How and When a Plan Gets Created
Safety plans are typically created collaboratively with a therapist, counselor, or other mental health professional, though they can also be made in an emergency department or even on your own. The process involves a conversation where you and your clinician work through each step together, drawing on your specific experiences, relationships, and coping skills. A clinician might also help you practice parts of the plan in session, like rehearsing a breathing technique or role-playing how you’d start a conversation with a trusted person.
The plan is usually created when someone is experiencing suicidal thoughts but is not in immediate danger. It can also be updated over time as your circumstances, relationships, and coping strategies change. A plan that felt right six months ago may need revision if you’ve moved, changed therapists, or discovered new strategies that work better.
Timing matters. Some clinicians initiate safety planning whenever a patient reports thoughts of suicide, even passive ones like “I wish I weren’t here.” Others wait until there’s a more active plan or elevated risk. There’s no single protocol, but the general consensus is that earlier is better: having a plan already in place before a severe crisis hits makes it far more useful.
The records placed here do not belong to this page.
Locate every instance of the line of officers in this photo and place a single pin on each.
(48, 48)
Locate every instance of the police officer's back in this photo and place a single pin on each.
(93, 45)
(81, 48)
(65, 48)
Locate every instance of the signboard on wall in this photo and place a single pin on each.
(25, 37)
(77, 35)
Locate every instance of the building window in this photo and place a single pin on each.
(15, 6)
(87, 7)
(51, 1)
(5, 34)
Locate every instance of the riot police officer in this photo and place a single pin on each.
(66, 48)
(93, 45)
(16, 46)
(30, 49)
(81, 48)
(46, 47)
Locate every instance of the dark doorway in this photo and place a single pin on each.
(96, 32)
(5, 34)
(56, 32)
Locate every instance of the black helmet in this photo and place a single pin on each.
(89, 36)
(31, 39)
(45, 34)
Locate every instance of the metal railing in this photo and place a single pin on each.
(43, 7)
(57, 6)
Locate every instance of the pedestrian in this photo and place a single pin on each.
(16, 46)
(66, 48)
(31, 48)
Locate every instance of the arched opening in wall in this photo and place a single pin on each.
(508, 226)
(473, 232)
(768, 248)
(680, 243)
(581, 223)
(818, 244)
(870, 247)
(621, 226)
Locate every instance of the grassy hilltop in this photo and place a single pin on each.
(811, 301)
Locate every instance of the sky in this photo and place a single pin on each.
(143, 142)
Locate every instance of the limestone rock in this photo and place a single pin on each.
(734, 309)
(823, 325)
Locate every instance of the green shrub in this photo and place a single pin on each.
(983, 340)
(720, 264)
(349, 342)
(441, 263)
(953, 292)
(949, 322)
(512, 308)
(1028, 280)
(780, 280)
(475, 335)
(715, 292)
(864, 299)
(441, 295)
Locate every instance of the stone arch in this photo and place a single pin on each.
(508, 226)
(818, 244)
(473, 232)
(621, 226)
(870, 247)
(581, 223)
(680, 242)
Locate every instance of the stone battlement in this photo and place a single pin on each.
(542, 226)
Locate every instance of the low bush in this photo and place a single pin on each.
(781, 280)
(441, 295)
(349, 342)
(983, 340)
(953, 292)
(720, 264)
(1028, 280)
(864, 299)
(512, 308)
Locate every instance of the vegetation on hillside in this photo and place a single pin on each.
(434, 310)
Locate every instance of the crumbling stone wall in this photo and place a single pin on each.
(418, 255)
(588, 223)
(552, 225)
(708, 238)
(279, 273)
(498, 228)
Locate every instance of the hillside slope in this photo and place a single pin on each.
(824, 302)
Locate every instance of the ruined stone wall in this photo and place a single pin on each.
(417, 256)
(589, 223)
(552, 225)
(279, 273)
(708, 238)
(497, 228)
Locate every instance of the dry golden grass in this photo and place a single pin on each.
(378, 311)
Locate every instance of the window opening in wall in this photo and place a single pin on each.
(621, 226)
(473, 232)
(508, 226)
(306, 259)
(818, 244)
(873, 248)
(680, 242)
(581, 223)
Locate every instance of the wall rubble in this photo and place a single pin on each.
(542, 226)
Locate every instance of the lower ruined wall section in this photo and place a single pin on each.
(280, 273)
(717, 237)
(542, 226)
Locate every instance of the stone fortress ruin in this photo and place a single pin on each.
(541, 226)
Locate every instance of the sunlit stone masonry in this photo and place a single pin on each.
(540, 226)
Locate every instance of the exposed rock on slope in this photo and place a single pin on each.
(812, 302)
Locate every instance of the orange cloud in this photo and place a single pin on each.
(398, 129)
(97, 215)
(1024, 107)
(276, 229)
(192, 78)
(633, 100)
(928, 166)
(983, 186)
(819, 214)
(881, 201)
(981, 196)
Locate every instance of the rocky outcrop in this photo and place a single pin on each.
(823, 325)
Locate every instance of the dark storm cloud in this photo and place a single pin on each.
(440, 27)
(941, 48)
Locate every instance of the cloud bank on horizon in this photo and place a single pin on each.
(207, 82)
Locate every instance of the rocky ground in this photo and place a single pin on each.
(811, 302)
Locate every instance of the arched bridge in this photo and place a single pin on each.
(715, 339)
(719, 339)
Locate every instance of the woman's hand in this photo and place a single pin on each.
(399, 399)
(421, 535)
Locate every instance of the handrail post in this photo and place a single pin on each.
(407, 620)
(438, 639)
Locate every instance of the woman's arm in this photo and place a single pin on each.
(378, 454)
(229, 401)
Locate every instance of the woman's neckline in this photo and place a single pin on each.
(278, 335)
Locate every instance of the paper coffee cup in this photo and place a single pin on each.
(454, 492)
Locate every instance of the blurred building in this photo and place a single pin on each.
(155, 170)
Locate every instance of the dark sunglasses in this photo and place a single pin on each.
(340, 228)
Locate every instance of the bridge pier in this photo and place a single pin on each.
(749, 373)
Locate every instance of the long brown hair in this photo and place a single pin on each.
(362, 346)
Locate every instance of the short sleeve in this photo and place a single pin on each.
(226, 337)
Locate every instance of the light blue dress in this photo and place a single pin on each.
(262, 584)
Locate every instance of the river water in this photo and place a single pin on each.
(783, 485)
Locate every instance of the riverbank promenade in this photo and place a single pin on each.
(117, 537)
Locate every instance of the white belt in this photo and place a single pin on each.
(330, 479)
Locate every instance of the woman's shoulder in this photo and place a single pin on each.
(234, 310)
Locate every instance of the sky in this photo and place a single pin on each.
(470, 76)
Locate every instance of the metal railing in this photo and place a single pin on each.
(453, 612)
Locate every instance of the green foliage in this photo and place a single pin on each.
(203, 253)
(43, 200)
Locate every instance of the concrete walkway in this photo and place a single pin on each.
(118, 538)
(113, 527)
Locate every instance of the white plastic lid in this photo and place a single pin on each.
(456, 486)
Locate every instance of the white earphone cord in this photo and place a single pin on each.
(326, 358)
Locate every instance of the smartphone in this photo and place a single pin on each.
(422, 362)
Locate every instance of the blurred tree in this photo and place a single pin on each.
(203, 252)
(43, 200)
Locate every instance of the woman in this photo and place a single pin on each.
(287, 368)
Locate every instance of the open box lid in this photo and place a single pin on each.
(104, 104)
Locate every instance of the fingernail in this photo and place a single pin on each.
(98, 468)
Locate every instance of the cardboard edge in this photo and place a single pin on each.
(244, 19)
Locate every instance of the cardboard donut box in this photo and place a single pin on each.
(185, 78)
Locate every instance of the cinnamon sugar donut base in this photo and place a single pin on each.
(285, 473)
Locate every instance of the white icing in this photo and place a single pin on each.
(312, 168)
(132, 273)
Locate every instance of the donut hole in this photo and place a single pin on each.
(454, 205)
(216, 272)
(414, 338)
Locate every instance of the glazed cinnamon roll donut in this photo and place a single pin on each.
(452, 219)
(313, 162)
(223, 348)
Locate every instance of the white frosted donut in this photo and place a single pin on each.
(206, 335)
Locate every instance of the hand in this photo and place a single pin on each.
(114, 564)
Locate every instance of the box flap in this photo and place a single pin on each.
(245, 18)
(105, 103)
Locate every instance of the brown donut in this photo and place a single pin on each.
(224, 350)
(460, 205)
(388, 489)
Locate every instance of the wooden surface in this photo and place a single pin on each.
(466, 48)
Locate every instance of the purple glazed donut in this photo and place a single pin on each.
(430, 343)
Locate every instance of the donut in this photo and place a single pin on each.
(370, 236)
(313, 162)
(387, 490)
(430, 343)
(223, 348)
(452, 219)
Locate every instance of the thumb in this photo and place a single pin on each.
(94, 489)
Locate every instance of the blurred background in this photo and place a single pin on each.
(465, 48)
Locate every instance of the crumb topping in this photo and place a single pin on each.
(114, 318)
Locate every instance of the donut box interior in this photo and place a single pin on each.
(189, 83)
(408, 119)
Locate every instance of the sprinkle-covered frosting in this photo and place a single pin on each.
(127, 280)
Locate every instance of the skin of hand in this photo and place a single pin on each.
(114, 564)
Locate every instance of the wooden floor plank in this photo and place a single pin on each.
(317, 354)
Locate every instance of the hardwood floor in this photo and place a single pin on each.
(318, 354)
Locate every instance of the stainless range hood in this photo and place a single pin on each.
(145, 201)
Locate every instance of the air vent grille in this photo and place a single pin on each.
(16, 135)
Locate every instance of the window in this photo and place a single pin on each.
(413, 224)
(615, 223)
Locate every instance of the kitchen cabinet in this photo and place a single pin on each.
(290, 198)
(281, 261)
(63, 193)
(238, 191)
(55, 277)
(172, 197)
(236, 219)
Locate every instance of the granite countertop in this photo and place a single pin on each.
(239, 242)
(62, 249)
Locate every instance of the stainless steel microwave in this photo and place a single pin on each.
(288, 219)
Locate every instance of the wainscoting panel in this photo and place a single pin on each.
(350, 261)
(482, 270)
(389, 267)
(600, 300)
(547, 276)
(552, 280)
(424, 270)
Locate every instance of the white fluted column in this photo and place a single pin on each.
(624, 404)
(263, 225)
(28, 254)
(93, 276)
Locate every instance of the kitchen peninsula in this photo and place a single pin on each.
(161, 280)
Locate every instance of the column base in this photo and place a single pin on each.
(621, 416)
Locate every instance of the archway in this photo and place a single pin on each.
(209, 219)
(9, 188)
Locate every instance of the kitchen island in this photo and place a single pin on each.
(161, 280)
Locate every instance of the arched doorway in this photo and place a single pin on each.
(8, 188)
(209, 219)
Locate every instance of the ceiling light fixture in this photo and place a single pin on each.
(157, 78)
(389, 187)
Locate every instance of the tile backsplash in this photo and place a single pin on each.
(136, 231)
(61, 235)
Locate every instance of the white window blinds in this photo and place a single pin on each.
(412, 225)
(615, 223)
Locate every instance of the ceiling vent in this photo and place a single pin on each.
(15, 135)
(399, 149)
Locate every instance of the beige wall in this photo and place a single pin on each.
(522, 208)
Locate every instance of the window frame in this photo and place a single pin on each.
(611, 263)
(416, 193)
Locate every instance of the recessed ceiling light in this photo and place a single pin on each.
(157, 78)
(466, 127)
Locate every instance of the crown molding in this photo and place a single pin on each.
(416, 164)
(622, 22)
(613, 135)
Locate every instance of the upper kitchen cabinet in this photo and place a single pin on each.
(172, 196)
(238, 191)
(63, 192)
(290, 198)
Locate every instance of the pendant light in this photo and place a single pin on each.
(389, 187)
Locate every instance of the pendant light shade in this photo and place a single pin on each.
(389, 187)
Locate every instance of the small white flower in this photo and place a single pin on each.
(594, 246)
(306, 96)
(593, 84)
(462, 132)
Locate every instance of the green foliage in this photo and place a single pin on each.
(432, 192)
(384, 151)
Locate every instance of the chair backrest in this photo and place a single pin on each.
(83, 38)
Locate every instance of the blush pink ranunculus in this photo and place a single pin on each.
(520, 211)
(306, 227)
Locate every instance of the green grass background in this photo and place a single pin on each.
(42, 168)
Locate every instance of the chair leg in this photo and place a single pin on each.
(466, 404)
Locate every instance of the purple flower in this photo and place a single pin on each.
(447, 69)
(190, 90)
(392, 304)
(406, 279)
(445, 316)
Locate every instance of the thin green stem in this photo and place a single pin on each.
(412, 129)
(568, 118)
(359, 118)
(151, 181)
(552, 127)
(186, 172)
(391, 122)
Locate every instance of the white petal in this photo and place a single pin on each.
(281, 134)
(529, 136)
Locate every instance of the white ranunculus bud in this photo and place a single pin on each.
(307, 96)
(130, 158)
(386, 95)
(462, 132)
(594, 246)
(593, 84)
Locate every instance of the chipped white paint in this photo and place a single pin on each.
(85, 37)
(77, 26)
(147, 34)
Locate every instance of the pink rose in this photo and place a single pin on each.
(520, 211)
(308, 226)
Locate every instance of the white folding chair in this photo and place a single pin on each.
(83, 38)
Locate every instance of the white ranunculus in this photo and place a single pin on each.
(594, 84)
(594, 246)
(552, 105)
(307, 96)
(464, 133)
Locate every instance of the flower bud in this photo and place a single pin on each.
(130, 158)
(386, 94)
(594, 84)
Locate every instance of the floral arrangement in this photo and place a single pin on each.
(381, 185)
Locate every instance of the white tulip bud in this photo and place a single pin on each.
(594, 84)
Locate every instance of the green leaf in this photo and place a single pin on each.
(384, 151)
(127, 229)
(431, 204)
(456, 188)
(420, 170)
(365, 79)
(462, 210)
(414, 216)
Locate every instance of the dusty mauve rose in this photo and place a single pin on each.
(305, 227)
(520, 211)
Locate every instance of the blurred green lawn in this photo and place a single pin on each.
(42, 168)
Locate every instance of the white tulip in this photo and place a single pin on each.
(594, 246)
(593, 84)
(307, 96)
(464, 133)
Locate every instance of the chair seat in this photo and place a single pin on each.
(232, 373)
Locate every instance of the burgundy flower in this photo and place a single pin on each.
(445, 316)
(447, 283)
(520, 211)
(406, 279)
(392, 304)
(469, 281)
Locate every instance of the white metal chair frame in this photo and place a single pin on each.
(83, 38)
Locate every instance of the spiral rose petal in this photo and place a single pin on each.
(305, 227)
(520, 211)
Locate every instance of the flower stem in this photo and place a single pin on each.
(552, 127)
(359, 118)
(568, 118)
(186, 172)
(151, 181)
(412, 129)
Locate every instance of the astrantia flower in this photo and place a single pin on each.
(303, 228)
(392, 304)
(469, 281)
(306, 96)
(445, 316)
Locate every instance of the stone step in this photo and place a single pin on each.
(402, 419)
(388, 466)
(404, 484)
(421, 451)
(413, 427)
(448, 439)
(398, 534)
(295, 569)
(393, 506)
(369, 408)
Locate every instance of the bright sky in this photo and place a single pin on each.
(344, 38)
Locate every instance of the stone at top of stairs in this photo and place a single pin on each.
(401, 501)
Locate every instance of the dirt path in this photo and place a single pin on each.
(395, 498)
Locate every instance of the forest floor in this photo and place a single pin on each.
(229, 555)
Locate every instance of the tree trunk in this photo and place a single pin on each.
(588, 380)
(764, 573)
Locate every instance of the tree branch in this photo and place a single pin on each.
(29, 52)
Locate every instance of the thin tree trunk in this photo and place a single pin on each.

Digital Safety Plan Options
If you want your plan accessible on your phone at all times, the U.S. Department of Veterans Affairs offers a free Safety Plan app for both iOS and Android. Despite being created by the VA, it’s publicly available to anyone, not just veterans. The app walks you through all six steps and stores your plan on your device so you can pull it up quickly in a crisis. Having a digital copy means you’re less likely to be caught without it, though keeping a paper copy somewhere accessible at home is also a good idea.
Why Safety Plans Work
The structure of a safety plan reflects something important about how suicidal crises unfold. They tend to be intense but time-limited. The period of highest danger often lasts minutes to hours, not days. A safety plan is designed to help you survive that window by giving you concrete, pre-decided actions instead of asking you to think creatively when your mind is at its least flexible. Each step buys time. And time, in a suicidal crisis, is often the difference between life and death.
The JAMA Psychiatry study that tracked over 1,600 people treated in emergency departments found that only 3% of those who received a safety plan with follow-up engaged in suicidal behavior over the next six months, compared to about 5.3% of those who received standard care. That 45% reduction is significant given how difficult suicidal behavior is to prevent with any single intervention. Safety planning works in part because it’s personalized, portable, and gives the person in crisis a sense of agency during a moment when everything feels out of control.